I read somewhere that the search for “happiness” in life is a distinctively American obsession.

Well first of all, duh. It’s written in the Constitution.

And second, isn’t that kind of odd? Does no other country search for happiness? No one else on this earth wants to be happy?

This American fixation stands in stark contrast to the facts, however: We constantly rank lower than other countries in happiness levels, despite being a wealthy global power. For example, the annual World Happiness Report, a ranking of 150 countries, ranked the US as 18th — four spots down from last year. Not only are Americans not “happy”, but we’re getting sadder.

If you were to ask me to list examples of so-called American values, the first things that come to mind are the normal, awful things. Consumerism; material wealth; the “pull yourself up by the bootstraps” delusion; working yourself to death. I’d always been so sure that our society’s metrics for success were trite and superficial. I never believed in the idea that high-paying job + big house + marriage + kids = happy, so I never really aspired to those things.

I do, however, aspire to be happy. I also wish the same for others, because even though happiness looks different for everyone, we can all generally agree that happiness, no matter its form, is a good thing.

As our country’s unhappy ranking shows, however, the search for happiness may not be. Why is that?

Putting aside outright hedonism, which I would argue is more a search for pleasure than happiness, we strive to be happy all the time. When we’re not happy with our lives at any given moment, we decide that something is wrong and attempt to fix it. Stressed out about something? Relax, take a break. We constantly ask ourselves if we’re truly happy. We’re obsessed with practicing mindfulness, always chasing that glowing beacon of “peace and harmony” inside of us. We assure ourselves that any struggle will end some time, and we can be happy again.

Once I got a taste of happiness, I couldn’t let go.
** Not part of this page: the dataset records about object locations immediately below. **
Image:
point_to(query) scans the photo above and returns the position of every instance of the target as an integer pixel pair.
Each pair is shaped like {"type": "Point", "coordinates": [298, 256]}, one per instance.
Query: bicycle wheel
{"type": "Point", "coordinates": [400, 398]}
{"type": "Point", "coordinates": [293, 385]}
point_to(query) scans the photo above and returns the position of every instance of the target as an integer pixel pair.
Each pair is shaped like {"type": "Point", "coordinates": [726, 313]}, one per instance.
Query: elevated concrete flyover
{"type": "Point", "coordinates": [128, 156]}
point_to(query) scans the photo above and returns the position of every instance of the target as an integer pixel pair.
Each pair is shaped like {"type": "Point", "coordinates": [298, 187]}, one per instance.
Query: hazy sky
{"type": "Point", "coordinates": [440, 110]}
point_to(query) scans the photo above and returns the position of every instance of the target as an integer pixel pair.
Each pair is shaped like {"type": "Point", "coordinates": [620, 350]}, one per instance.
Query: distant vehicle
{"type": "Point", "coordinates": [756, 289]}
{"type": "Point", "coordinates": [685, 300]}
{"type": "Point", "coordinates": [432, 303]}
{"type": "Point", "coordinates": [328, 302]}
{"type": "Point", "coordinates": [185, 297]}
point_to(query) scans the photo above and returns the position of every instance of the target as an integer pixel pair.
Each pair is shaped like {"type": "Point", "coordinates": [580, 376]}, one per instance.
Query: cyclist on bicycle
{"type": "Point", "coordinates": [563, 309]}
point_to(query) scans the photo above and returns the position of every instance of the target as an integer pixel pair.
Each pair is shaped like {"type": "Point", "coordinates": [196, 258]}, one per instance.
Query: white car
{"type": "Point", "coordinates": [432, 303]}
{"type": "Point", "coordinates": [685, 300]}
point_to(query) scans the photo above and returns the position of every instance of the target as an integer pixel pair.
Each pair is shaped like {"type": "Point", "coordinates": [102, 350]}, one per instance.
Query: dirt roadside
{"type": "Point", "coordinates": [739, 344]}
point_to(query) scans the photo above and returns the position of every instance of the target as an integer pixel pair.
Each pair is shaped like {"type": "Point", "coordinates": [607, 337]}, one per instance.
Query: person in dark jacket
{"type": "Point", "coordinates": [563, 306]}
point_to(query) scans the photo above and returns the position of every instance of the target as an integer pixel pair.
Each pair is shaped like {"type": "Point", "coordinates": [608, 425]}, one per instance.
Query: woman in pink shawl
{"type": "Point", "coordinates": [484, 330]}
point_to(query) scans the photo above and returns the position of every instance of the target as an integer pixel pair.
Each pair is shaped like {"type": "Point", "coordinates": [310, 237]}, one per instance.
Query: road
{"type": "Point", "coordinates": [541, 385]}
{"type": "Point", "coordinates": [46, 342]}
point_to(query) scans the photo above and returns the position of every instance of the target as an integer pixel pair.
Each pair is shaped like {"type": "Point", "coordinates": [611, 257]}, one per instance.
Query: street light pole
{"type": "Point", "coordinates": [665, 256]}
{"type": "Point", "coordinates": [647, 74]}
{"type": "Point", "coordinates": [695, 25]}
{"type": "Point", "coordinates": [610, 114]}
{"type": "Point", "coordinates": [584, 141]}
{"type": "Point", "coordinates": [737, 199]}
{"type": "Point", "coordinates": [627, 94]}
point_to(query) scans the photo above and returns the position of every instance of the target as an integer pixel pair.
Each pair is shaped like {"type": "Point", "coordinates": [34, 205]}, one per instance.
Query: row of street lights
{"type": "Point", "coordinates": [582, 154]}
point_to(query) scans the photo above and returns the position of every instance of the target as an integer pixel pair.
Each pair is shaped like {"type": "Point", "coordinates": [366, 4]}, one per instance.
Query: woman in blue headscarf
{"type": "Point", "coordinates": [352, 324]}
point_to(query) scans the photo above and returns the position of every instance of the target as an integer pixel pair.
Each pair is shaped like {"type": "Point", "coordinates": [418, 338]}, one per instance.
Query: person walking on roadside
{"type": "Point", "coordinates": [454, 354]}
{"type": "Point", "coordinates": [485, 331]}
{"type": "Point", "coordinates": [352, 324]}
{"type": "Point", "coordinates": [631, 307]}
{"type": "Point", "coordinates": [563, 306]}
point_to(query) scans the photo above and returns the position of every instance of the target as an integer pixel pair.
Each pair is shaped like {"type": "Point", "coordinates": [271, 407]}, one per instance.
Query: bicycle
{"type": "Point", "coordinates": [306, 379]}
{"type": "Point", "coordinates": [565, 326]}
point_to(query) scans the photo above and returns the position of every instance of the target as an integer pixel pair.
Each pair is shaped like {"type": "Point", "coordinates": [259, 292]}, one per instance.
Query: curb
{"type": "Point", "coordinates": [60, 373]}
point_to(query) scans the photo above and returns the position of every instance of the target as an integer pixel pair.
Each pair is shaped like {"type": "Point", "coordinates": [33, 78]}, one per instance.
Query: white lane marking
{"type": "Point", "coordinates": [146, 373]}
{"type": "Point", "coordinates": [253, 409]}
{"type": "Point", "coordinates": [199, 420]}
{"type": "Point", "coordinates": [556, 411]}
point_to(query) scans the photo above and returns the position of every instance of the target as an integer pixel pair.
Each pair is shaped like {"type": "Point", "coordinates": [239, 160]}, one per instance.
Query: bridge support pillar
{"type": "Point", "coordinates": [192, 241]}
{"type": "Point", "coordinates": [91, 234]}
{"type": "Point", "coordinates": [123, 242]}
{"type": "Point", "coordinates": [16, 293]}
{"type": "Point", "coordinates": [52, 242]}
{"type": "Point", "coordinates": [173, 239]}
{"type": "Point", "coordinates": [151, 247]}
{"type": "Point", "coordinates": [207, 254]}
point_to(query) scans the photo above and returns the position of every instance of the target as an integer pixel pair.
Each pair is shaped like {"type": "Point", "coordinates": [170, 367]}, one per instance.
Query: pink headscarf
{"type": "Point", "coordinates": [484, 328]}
It was beautiful and addictive; it was like there was this pure, golden aura surrounding me wherever I went. I had all my cards in place. I had a job, and a family that supported me, and friends that loved me for who I was. I was traveling and doing things that I wanted to do. Almost every day, I would take a step back and be utterly and truly grateful. I was more than happy. For the first time in my life, I was content.
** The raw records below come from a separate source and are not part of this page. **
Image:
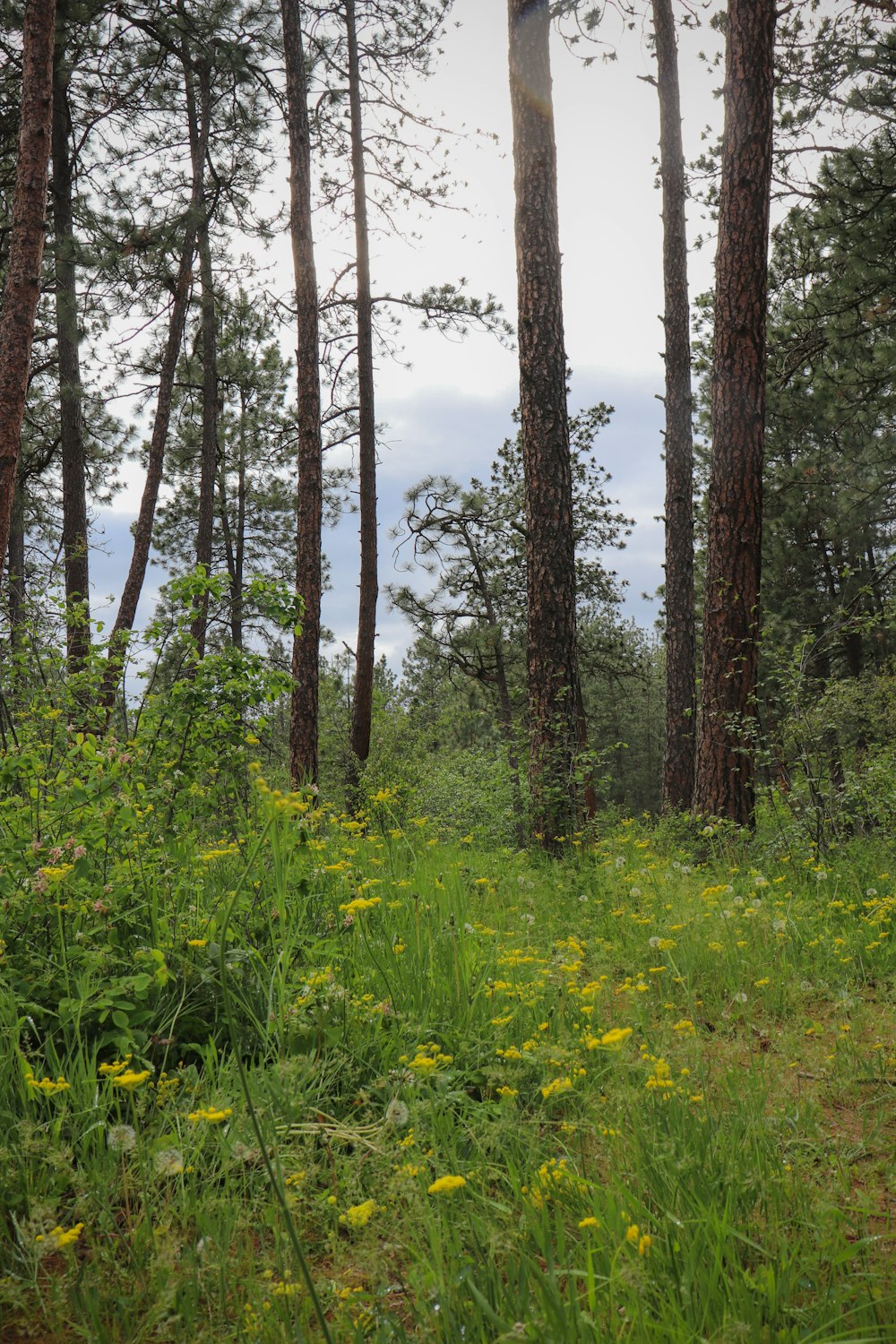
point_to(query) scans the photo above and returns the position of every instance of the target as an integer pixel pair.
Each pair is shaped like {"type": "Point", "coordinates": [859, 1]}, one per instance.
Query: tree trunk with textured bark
{"type": "Point", "coordinates": [16, 558]}
{"type": "Point", "coordinates": [22, 287]}
{"type": "Point", "coordinates": [155, 465]}
{"type": "Point", "coordinates": [72, 432]}
{"type": "Point", "coordinates": [551, 640]}
{"type": "Point", "coordinates": [726, 763]}
{"type": "Point", "coordinates": [363, 702]}
{"type": "Point", "coordinates": [681, 702]}
{"type": "Point", "coordinates": [199, 118]}
{"type": "Point", "coordinates": [304, 712]}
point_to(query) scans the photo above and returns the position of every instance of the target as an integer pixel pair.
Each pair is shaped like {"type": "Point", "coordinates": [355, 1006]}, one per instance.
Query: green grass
{"type": "Point", "coordinates": [668, 1085]}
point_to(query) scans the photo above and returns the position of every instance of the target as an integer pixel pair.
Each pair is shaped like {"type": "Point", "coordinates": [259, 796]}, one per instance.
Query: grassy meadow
{"type": "Point", "coordinates": [316, 1077]}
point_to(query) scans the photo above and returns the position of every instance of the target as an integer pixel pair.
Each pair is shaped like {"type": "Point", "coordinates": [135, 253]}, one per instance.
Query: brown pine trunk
{"type": "Point", "coordinates": [142, 527]}
{"type": "Point", "coordinates": [726, 768]}
{"type": "Point", "coordinates": [198, 117]}
{"type": "Point", "coordinates": [304, 712]}
{"type": "Point", "coordinates": [551, 640]}
{"type": "Point", "coordinates": [16, 556]}
{"type": "Point", "coordinates": [72, 432]}
{"type": "Point", "coordinates": [22, 287]}
{"type": "Point", "coordinates": [677, 765]}
{"type": "Point", "coordinates": [363, 702]}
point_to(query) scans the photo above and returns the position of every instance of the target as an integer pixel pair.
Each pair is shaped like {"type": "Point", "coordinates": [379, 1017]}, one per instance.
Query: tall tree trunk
{"type": "Point", "coordinates": [22, 287]}
{"type": "Point", "coordinates": [678, 760]}
{"type": "Point", "coordinates": [72, 432]}
{"type": "Point", "coordinates": [16, 556]}
{"type": "Point", "coordinates": [155, 464]}
{"type": "Point", "coordinates": [363, 702]}
{"type": "Point", "coordinates": [551, 640]}
{"type": "Point", "coordinates": [304, 711]}
{"type": "Point", "coordinates": [198, 118]}
{"type": "Point", "coordinates": [726, 766]}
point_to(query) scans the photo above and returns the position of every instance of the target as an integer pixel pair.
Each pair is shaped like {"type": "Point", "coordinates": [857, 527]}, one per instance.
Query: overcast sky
{"type": "Point", "coordinates": [452, 409]}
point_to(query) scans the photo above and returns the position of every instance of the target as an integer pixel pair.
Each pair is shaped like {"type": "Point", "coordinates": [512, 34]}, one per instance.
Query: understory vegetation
{"type": "Point", "coordinates": [274, 1070]}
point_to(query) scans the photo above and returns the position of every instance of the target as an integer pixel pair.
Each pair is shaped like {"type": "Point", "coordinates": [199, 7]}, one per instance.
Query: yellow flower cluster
{"type": "Point", "coordinates": [131, 1080]}
{"type": "Point", "coordinates": [359, 1215]}
{"type": "Point", "coordinates": [446, 1185]}
{"type": "Point", "coordinates": [62, 1238]}
{"type": "Point", "coordinates": [210, 1115]}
But it never lasts, right? Losing my job has put me in a long-term state of anxiety for the past two months, as I alternate between panic and despair with every job rejection email. It’s a struggle, keeping my head above water. And I keep thinking how I should have known that that happy state wouldn’t last. It’s not meant to.

That’s not the point of life. It would be dangerous for me to feel like I have to fix things soon so that I can return to being happy. That kind of thinking forces you into a narrow mindset where every life event is seen either as progress or a setback. I shouldn’t struggle to learn something from it, to become stronger — I struggle because I am already strong, and I shouldn’t need to see the light at the end of the tunnel. I’ll get there when I get there, but that’s not the point.

In the wake of reimagining our pursuit of happiness, I posit this humble suggestion: The point of life is to chase experiences. Some experiences, yes, will make you happy. You could pick up a new hobby and end up enjoying it, or you could go see the aurora borealis like you always wanted to. But some experiences, like falling in love or moving far away from home, will have mixed results. They could make you miserable. This doesn’t mean you shouldn’t have them.

As Harry J. Stead writes in his Medium article, “The Purpose of Life Is Not Happiness”:

And so the question arises, do people truly want happiness?

Or do they want to struggle against the wind, to fight for their family, to bleed against their misfortune, to break their own heart, to bite their own lip, to put down bribery, to follow their omens, to hang on tight to their past, to move beyond the edges, to love so passionately that they lose themselves, to slay their demons and to discover new creations?

Instead of saying, “I don’t need this or that to be happy,” we should instead be saying, “I don’t need to be happy.” Because, in the grand scheme of things, there is so much more to a life well lived.